# Deep Reinforcement Learning
In this lab we will implement and train an agent that uses deep learning to play balance the stick in `CartPole-v1`.

## Setup
----
We import useful packages: `gym`, `torch` stuff, etc..

Imports:

In [12]:
import gym
import random
import numpy

import torch
import torch.nn as nn
import torch.optim as optim
import torch.nn.functional as F

from collections import deque  # for memory
from tqdm import tqdm          # for progress bar

How the game looks (without our agent):

In [13]:
def rnd_game():
    env = gym.make('CartPole-v1', render_mode='human')
    for _ in tqdm(range(10)):
        state, _ = env.reset()
        done = False
        while not done:
            action = env.action_space.sample()
            next_state, reward, done, _, _ = env.step(action)
    env.close()

# rnd_game()

## DQN Algorithm
-------------
We train a policy that tries to maximize the discounted,
cumulative reward
$R_{t_0} = \sum_{t=t_0}^{\infty} \gamma^{t - t_0} r_t$, where
$R_{t_0}$ is *return*. The discount, $\gamma$ is the discount, between $0$ and $1$


Q-learning tries to find a function
$Q^*: State \times Action \rightarrow \mathbb{R}$, maximizes rewards:

$ \begin{align}\pi^*(s) = \arg\!\max_a \ Q^*(s, a)\end{align} $

However, we don't know $ Q^* $. So, we use neural network as a approximators, we can simply create one and train it to resemble $ Q^* $.

For our training update rule, we'll use a fact that every $ Q $
function for some policy obeys the Bellman equation:

$ \begin{align}Q^{\pi}(s, a) = r + \gamma Q^{\pi}(s', \pi(s'))\end{align} $

The difference between the two sides of the equality is known as the temporal difference error, $ \delta $:

$ \begin{align}\delta = Q(s, a) - (r + \gamma \max_a Q(s', a))\end{align} $

### Model
---
Make a deep learning based policy model, that takes in a state and outputs an action.
This model will be an attribute of the Agent we make next.

In [46]:
class Model(nn.Module):
    def __init__(self, observation_size, action_size):
        super(Model, self).__init__()
        # initialise layers here
        self.layer1 = nn.Linear(observation_size, 128)    # create dense layer 1
        self.layer2 = nn.Linear(128, 128)                 # create dense layer 2
        self.layer3 = nn.Linear(128, action_size)         # create dense layer 3
 
    # x is a matrix of integer or float numbers
    def forward(self, x):
        # send x through the network

        x = torch.tensor(x, dtype=torch.float32)
        x = self.layer1(x)
        x = F.relu(x)
        x = self.layer2(x)
        x = F.relu(x)
        x = self.layer3(x)
        
        return x

    def predictBestOutValue(self, x):
        x = self.forward(x)            # send x through neural net
        # res,_ = torch.max(x, dim=0)
        return torch.max(x)            # predict the best reward

    def predictBestAction(self, x):
        x = self.forward(x)               # send x through neural net
        return torch.argmax(x, dim=0)     # predict the best action


### DQN Agent
----
We will be using experience replay memory for training our model.
An Agent's memory is as important as its model, and will be another attribute of our agent.
Other appropriate attributes are the hyperparameters (gamma, lr, etc.).
Give the agent a replay method that trains on a batch from its memory.


In [45]:
class Agent:
    def __init__(self, observation_size, action_size):

        self.observation_size=observation_size
        self.action_size = action_size

        self.criterion = nn.MSELoss()
        self.model = Model(observation_size, action_size)
        self.optimizer = optim.Adam(self.model.parameters(), lr=1e-3)
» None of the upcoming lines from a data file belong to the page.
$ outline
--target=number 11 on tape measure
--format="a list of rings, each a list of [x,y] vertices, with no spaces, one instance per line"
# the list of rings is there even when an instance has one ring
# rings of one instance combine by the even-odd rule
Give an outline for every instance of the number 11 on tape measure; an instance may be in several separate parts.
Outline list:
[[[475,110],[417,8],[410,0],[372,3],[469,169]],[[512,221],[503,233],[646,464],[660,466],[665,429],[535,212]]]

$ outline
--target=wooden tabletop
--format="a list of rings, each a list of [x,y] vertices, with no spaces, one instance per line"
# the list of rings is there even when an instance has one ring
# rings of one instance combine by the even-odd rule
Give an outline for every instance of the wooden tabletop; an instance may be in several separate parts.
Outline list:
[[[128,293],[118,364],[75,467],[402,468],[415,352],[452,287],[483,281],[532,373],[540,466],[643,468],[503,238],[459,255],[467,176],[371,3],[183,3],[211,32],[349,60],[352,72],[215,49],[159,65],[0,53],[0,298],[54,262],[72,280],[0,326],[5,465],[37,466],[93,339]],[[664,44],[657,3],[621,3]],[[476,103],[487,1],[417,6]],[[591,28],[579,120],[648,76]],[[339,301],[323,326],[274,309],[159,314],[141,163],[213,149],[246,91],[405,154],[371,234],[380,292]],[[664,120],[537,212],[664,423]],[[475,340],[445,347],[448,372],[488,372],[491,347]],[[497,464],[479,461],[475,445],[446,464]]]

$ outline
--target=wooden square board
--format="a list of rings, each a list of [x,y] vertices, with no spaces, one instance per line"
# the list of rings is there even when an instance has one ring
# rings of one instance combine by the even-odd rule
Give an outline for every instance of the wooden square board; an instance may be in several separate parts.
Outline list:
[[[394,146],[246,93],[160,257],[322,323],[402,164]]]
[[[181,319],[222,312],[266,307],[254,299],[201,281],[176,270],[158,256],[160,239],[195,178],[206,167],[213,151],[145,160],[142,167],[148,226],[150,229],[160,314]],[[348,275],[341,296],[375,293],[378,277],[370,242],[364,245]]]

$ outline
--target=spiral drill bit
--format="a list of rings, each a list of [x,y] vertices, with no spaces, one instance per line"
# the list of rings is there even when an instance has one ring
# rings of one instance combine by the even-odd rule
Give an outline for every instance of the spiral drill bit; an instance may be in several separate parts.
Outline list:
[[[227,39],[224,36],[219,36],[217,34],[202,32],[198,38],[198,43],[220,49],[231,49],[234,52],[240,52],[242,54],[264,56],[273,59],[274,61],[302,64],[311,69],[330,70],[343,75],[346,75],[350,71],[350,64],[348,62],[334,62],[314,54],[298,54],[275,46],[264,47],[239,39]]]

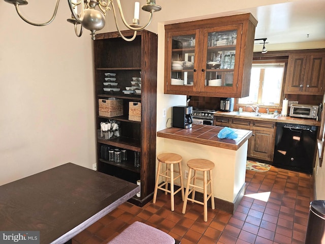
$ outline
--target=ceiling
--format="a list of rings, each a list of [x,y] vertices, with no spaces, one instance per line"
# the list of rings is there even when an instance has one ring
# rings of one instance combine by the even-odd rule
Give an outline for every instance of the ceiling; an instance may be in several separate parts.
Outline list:
[[[255,38],[267,38],[269,44],[325,42],[325,0],[297,1],[240,12],[255,16],[258,21]]]

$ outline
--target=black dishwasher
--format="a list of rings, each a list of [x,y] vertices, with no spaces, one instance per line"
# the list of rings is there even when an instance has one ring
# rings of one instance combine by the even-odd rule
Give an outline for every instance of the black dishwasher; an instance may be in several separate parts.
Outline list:
[[[272,165],[312,174],[318,128],[277,123]]]

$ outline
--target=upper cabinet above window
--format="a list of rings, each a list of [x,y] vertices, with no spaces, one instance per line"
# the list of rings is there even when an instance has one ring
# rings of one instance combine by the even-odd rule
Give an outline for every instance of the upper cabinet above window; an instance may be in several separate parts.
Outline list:
[[[322,95],[325,52],[289,55],[284,93]]]
[[[244,14],[165,25],[165,93],[248,96],[256,24]]]

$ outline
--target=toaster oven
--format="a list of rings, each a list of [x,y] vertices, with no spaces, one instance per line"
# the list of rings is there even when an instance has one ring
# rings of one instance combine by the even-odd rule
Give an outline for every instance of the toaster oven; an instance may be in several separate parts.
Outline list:
[[[290,106],[290,116],[301,118],[316,118],[318,112],[318,105],[308,104],[291,104]]]

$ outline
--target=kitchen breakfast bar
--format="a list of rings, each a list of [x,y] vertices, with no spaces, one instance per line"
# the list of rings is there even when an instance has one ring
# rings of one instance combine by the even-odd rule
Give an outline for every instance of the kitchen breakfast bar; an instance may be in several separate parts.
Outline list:
[[[157,152],[157,155],[179,154],[183,157],[183,170],[188,169],[186,162],[190,159],[212,161],[215,165],[213,179],[216,207],[233,213],[245,190],[248,140],[252,132],[234,129],[238,136],[236,139],[219,139],[217,136],[223,128],[193,125],[190,129],[170,128],[158,131],[157,136],[162,138],[157,143],[163,144],[162,148],[167,151]]]

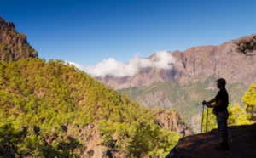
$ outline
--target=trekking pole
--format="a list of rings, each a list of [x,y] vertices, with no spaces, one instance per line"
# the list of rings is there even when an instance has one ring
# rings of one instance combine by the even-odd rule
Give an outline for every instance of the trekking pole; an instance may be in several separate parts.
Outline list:
[[[206,126],[206,133],[205,133],[205,144],[207,143],[207,125],[208,125],[208,111],[209,111],[209,108],[207,108],[207,126]]]
[[[203,128],[203,123],[204,123],[204,110],[205,110],[205,105],[203,104],[203,110],[201,113],[201,133],[202,133],[202,128]]]

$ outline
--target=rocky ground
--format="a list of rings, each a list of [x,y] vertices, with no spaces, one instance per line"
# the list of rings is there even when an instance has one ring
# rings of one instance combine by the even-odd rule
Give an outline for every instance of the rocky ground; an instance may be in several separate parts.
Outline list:
[[[213,129],[207,134],[197,134],[183,138],[173,148],[168,157],[177,158],[255,158],[256,157],[256,123],[229,127],[230,150],[217,150],[220,141],[217,129]]]

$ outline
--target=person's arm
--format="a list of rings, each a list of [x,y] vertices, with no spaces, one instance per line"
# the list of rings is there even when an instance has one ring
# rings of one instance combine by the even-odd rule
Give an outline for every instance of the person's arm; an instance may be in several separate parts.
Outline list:
[[[215,104],[212,104],[212,105],[211,104],[208,104],[209,103],[208,102],[207,106],[209,108],[215,108],[215,107],[220,106],[222,104],[222,102],[223,102],[222,100],[218,100],[218,103],[216,103]]]
[[[214,98],[214,99],[212,99],[209,101],[207,101],[207,103],[211,104],[212,103],[213,103],[215,101],[216,101],[216,99]]]

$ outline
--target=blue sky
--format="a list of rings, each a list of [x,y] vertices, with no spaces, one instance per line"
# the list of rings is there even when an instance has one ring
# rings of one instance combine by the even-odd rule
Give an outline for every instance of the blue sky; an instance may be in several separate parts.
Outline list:
[[[138,53],[181,50],[256,33],[256,1],[23,0],[1,1],[40,58],[95,65],[128,62]]]

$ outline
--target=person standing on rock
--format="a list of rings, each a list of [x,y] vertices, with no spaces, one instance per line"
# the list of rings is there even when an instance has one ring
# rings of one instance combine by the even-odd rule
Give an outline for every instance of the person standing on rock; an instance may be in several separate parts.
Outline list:
[[[218,131],[221,134],[222,142],[216,150],[227,150],[229,147],[229,134],[228,134],[228,104],[229,94],[225,88],[226,81],[224,78],[219,78],[217,82],[217,87],[219,89],[214,99],[208,102],[203,100],[202,104],[206,104],[208,108],[213,108],[213,113],[217,116]],[[211,104],[214,103],[214,104]]]

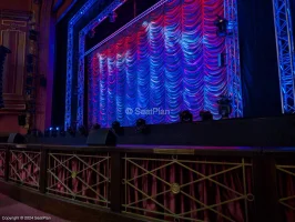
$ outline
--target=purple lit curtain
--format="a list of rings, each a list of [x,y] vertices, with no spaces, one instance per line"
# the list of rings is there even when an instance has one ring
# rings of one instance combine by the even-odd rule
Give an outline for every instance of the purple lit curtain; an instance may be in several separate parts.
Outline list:
[[[166,159],[166,157],[157,158]],[[230,170],[234,165],[208,164],[206,162],[210,160],[205,158],[197,160],[203,163],[182,163],[185,167],[167,164],[169,162],[165,161],[132,161],[135,163],[126,164],[125,174],[126,180],[130,181],[126,185],[125,198],[128,206],[123,208],[126,212],[164,221],[175,221],[173,214],[177,214],[176,221],[180,222],[190,219],[245,222],[252,214],[253,202],[245,202],[237,194],[252,193],[252,169],[250,167],[245,168],[244,181],[242,168]],[[214,159],[211,161],[218,162]],[[236,159],[236,162],[240,161]],[[180,193],[171,192],[169,183],[177,183],[181,186]],[[248,221],[252,219],[248,218]]]
[[[194,119],[201,110],[217,114],[227,82],[217,64],[225,41],[216,36],[216,16],[223,16],[222,0],[172,0],[94,51],[88,58],[90,125],[133,125],[139,118],[170,123],[183,110]]]

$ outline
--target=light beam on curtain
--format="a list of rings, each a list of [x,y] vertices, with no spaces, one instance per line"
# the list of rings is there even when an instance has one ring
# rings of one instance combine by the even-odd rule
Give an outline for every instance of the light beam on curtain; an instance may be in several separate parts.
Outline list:
[[[217,114],[227,85],[217,62],[225,41],[214,26],[223,10],[222,0],[171,0],[92,52],[89,122],[128,127],[139,118],[176,122],[183,110],[194,120],[201,110]]]

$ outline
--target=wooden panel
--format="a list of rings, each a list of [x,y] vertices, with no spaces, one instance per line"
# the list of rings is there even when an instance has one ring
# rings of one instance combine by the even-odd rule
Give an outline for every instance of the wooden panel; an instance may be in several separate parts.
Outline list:
[[[9,48],[3,71],[3,99],[7,110],[24,110],[24,78],[28,22],[2,19],[0,44]]]

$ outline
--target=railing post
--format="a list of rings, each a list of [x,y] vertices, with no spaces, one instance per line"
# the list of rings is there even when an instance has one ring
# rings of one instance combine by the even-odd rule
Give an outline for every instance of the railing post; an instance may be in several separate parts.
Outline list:
[[[41,148],[40,178],[39,178],[39,190],[41,193],[47,192],[47,165],[48,165],[48,150],[45,148]]]
[[[4,181],[9,180],[10,145],[6,148]]]
[[[275,159],[266,153],[253,158],[254,221],[282,222],[278,215],[278,195]]]
[[[121,153],[111,153],[111,210],[120,213],[122,205],[122,168]]]

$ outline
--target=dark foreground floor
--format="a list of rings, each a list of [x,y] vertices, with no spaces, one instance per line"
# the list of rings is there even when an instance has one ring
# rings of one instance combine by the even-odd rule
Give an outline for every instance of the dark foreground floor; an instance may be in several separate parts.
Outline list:
[[[27,218],[26,218],[27,216]],[[42,218],[44,216],[44,218]],[[49,221],[67,222],[65,220],[38,211],[17,202],[0,193],[0,221]]]

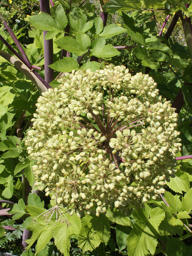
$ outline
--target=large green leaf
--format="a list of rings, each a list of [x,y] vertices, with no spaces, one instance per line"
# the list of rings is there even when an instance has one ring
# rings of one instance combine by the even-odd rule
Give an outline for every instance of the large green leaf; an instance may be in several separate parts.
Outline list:
[[[114,36],[123,33],[126,31],[126,29],[116,24],[110,24],[104,28],[103,31],[100,34],[99,36],[108,39]]]
[[[12,89],[12,87],[5,85],[0,87],[0,104],[2,104],[3,107],[10,104],[13,101],[15,94],[10,91]],[[2,109],[2,110],[4,109]]]
[[[182,198],[182,206],[183,210],[187,212],[190,212],[192,210],[192,188]]]
[[[54,226],[51,225],[48,228],[46,228],[42,231],[37,243],[35,255],[36,255],[39,252],[43,249],[51,239],[53,228]]]
[[[2,193],[2,196],[6,198],[10,198],[13,194],[13,176],[10,175],[6,178],[6,183],[4,184],[6,188]]]
[[[45,204],[43,201],[41,201],[41,198],[35,193],[30,193],[28,196],[27,204],[39,208],[43,208]]]
[[[32,169],[32,166],[33,165],[33,163],[30,162],[25,168],[24,171],[24,174],[29,182],[30,186],[32,187],[35,183],[35,176]]]
[[[109,220],[104,214],[99,217],[86,215],[82,219],[78,245],[83,251],[91,252],[101,242],[107,244],[110,234]]]
[[[149,252],[153,255],[157,244],[155,235],[146,224],[135,223],[127,239],[129,256],[147,255]]]
[[[77,61],[72,58],[65,57],[49,66],[57,71],[60,72],[71,72],[73,69],[79,69],[80,66]]]
[[[188,174],[186,172],[178,171],[175,174],[175,177],[170,178],[170,181],[166,182],[166,184],[177,193],[182,194],[183,191],[187,192],[190,188]]]
[[[63,32],[57,27],[56,22],[48,13],[41,12],[37,15],[29,17],[29,19],[37,29],[58,32]]]
[[[65,31],[68,21],[65,12],[61,4],[59,4],[57,8],[55,14],[55,20],[56,22],[57,28],[63,31]]]
[[[22,198],[19,200],[18,204],[14,204],[12,210],[9,212],[10,214],[14,214],[12,217],[13,220],[18,220],[26,213],[25,206],[25,203]]]
[[[105,45],[104,38],[99,38],[92,42],[92,49],[90,50],[90,55],[98,58],[108,58],[119,55],[120,52],[111,44]]]
[[[118,224],[116,226],[116,240],[120,248],[120,252],[127,246],[127,239],[131,229],[131,228],[129,226]]]
[[[174,213],[176,214],[182,210],[182,205],[179,199],[179,196],[173,196],[171,193],[167,191],[165,192],[165,196],[166,200],[170,207],[174,210]]]
[[[113,222],[115,222],[122,226],[132,226],[132,222],[128,217],[122,214],[121,211],[114,208],[110,210],[108,208],[107,211],[106,216],[108,219]]]
[[[53,233],[55,244],[57,249],[65,256],[69,255],[70,239],[72,234],[66,223],[57,223]]]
        # memory that stores N most new transitions
        self.memory_size = 1024
        self.memory = deque()
        self.memory_full = False
        
        # good place to store hyperparameters as attributes
        self.gamma = 0.9        # how much best next state Q value count in the calculation of y
        self.epsilon = 0.8      # probability for random choice while training

    def remember(self, state, action, reward, next_state, done):
        sars = {"state": state,
                "action": action,
                "reward": reward,
                "next_state": next_state,
                "done": done}
        # add to memory
        self.memory.append(sars)
        # remove oldest value if the memory is full
        if self.memory_full:
            self.memory.popleft()
        elif len(self.memory) == self.memory_size :
            self.memory_full = True

    def act(self, state):
        return self.model.predictBestAction(state)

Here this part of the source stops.